Le premier montage testé est en plan haut. La remorque est attelée par une barre d’attelage reliée à la traverse inférieure de l’anneau porteur et à l’autre bout à un wagon couvert à bogies Gass pour rouler à au moins 140 km/h (le choix du wagon a été fait dans l’urgence). La voiture de mesures est une Grand Confort de la Division MED (essais dynamiques). La veille de la première circulation de la R15 en suspension pneumatique, je passe par chez Claude qui a préparé les victuailles, les matelas gonflables et les duvets.

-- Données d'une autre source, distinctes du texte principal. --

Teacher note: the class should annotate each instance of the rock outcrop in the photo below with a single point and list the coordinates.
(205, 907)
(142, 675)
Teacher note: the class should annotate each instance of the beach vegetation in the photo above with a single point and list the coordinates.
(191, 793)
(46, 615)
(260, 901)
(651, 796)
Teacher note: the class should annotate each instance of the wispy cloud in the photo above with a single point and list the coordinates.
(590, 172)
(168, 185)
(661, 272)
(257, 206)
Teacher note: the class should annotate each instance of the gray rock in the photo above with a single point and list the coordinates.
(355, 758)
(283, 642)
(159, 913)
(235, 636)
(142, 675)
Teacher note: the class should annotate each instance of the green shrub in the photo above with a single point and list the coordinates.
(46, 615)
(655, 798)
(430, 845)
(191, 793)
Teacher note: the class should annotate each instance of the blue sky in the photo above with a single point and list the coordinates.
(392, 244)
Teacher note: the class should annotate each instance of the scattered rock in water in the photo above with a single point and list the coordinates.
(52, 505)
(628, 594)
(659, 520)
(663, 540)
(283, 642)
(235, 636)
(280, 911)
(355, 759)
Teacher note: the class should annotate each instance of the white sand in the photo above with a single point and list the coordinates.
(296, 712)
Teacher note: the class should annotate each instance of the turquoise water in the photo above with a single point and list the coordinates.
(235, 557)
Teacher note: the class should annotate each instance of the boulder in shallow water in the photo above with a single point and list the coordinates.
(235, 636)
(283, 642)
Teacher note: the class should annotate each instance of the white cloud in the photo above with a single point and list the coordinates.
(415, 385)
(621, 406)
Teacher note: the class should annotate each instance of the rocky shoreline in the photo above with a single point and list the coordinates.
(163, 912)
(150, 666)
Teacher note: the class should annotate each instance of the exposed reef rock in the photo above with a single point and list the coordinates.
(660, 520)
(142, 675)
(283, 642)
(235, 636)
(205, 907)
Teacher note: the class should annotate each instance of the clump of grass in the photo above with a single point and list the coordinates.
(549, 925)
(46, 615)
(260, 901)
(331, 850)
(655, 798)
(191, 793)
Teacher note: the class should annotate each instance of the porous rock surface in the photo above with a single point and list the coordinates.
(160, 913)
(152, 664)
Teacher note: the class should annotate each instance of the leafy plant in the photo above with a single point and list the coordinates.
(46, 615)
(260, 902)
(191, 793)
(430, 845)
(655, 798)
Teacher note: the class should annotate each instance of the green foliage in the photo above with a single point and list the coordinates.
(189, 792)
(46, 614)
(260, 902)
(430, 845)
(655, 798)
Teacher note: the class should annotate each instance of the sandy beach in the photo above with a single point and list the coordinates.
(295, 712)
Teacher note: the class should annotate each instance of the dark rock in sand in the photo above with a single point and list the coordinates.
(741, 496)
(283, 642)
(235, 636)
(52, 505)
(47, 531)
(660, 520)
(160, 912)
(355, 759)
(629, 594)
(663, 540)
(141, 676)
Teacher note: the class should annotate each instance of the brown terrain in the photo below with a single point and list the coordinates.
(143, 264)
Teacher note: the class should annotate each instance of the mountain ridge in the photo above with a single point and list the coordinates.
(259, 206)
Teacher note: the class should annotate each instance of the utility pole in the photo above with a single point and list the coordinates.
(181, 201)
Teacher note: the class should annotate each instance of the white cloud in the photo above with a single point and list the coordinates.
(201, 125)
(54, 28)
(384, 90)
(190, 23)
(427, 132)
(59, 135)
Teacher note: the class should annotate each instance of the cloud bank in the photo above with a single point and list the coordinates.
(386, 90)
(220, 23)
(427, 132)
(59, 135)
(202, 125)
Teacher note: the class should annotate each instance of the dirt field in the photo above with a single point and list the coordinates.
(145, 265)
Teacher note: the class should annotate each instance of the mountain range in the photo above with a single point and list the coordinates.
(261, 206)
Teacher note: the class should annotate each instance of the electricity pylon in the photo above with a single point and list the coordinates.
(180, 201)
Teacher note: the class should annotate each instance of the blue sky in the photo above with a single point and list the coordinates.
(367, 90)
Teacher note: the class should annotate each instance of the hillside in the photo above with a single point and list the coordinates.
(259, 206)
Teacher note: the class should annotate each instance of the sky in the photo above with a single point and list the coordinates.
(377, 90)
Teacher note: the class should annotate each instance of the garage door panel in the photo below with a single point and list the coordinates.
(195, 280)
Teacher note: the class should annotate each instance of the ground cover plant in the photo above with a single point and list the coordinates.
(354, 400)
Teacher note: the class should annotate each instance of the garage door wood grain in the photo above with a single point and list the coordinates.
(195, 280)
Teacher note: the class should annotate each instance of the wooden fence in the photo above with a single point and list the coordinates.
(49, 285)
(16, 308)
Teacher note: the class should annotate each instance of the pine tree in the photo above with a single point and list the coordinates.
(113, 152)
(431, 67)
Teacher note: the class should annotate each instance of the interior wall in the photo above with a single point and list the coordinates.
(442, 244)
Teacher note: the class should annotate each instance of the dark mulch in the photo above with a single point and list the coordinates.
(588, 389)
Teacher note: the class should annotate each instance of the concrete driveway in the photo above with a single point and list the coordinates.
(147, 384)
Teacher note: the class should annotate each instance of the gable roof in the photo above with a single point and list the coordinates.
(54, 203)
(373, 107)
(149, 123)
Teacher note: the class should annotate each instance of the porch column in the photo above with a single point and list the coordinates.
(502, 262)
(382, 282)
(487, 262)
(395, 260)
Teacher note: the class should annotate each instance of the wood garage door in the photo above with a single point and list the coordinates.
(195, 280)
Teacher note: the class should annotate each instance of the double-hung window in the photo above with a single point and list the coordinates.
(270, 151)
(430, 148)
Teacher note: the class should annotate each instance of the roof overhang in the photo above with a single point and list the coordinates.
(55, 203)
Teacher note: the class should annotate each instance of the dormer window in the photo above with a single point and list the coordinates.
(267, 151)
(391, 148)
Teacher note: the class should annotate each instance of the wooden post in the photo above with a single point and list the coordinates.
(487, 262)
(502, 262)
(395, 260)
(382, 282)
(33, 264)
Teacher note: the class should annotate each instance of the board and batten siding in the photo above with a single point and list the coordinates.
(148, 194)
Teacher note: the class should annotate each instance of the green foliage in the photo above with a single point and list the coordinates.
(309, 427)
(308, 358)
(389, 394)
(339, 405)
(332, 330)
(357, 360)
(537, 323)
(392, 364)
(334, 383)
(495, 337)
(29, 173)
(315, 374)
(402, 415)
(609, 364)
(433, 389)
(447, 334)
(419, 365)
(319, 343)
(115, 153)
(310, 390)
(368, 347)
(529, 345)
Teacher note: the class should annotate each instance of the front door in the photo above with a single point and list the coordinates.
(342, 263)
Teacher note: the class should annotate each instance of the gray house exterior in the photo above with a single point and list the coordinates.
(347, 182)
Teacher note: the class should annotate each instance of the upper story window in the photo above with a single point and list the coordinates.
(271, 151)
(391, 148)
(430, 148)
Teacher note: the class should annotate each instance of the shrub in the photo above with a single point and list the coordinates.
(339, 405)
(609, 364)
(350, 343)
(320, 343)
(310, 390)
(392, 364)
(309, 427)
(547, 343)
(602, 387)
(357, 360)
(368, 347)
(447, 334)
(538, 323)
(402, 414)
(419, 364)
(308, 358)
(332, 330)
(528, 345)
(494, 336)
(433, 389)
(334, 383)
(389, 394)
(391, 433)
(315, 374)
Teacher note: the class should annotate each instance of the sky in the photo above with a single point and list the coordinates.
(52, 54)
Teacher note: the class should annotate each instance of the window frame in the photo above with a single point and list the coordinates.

Nous passons une nuit à bord de "notre" R15 afin d’être fins prêts à l’aube de ce que nous espérons être un jour J. Et nous n’en serons pas déçus ! La rame d’essai, tractée par une incontournable BB 15000 et R15 en fin de convoi, est mise à quai n°1 de la gare de Strasbourg. Elle doit circuler sur la boucle Strasbourg-Nancy-Metz-Reding-Strasbourg pour établir des mesures de confort sur un parcours de référence. Quelques minutes avant le départ, MM. Garde, Metzler, Forray et Révillon (l’aréopage de la Direction du Matériel) prennent place à bord. Dès la première montée en vitesse, le confort y est remarquable, la voiture glisse au dessus de la voie. Claude, notre monteur de Bischheim André Zylliox et moi "vibrons" de l’intérieur de satisfaction. A 140 km/h, on enregistre une note de confort vertical de 40 heures alors que dans le meilleur des cas, le confort avec la suspension métallique peine à atteindre les 18 heures.
La note de confort est calculée par un algorithme et une pondération à partir de l’accélération mesurée en caisse dans la direction étudiée (transversale, verticale ou longitudinale). Elle est exprimée en heures et est censée représenter le temps au bout duquel un individu normalement constitué éprouve une certaine fatigue. Les accéléromètres sont fixés au plancher du véhicule, de préférence à une fixation au siège car ce dernier peut se révéler être un atténuateur ou un amplificateur vibratoire en fonction de ses caractéristiques mécaniques et de son état de charge). Afin d’étayer un dossier comparatif, la R15 circulera tour à tour équipée de ressorts métalliques de bogies moteurs TGV, de voitures VTU et de rames RTG. Enfin, la R15 clôturera cette campagne d’essais par une version plan bas, laquelle donnera les meilleurs enregistrements. Face à ces résultats remarquables, la décision est prise d’étendre l’essai à la moitié d’une rame TGV en suspension pneumatique. C’est la rame TGV PSE n°10 qui est désignée pour cette application. Claude et moi reprenons partiellement nos dessins pour une réalisation plus industrielle que dans le cadre de l’expérimentation de la R15 isolée. L’adjonction des réservoirs supplémentaires ne sera pas reconduite, ayant été prouvé que leur influence n’était pas quantifiable.
Détail de la suspension pneumatique de la remorque R15 en "plan bas".
Essais de suspension de la remorque R15 avec des ressorts de type RTG et bogies Y231.